How can I apply Buddhism to my life?
Hi New Buddhist! I'm totally new here and trying to find a way to incorporate Buddhist teachings in my life. I've been an atheist for as long as I can remember but I've hit a point where I need something just to make me even wake up in the morning. Buddhism is the only thing that actually seems to make sense. I've spent hours online doing research and I really feel that it can help me however I feel like I'm overloaded with information and I'm not even sure where to start. I was told by my doctor that I was bi-polar about a year ago when I decided that I had had enough of my emotions running amok. I'm currently on two different pills to "even" me out. I decided to start going to a local Buddhist center near my house for more guidance.

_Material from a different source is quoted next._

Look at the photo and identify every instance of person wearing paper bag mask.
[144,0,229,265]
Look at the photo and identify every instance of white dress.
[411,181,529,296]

You see, just recently I hit an all time low that made me want to seek out Buddhism. I've always been prone to depression and I really just want to know how Buddhist view depression and what I can do to help me not be depressed for once in my life. It gets so bad that all I want to do is to give up and just get life over with already. I'm only twenty :/
But I digress. What made me get so depressed recently was that I met this girl I really liked. We met through a friend while we were at a local amusement park. We started talking and I thought we really liked each other. Then we started holding hands on rollercoasters and eventually we just started holding hands as we walked through the park. I didn't think anything could have possibly gone wrong because I was so happy. But when I tried texting her she just ignored me. I eventually learned through my friend that she had a boyfriend the whole time. I felt like such a fool. The night I found out I totally broke down and all I could think about was offing myself. I know it sounds cliche'. But these things seem to happen to me constantly. I am so prone to getting my heartbroke that I don't even want to be happy anymore because I know I'll just be sad again soon after. Is it so wrong to want to be in a relationship? If it's not relationship troubles making me depressed then it's my work or even my classes in college. There's always something bringing me down.
So my question to you is, how do I apply Buddhism to my life so I'm not always so depressed?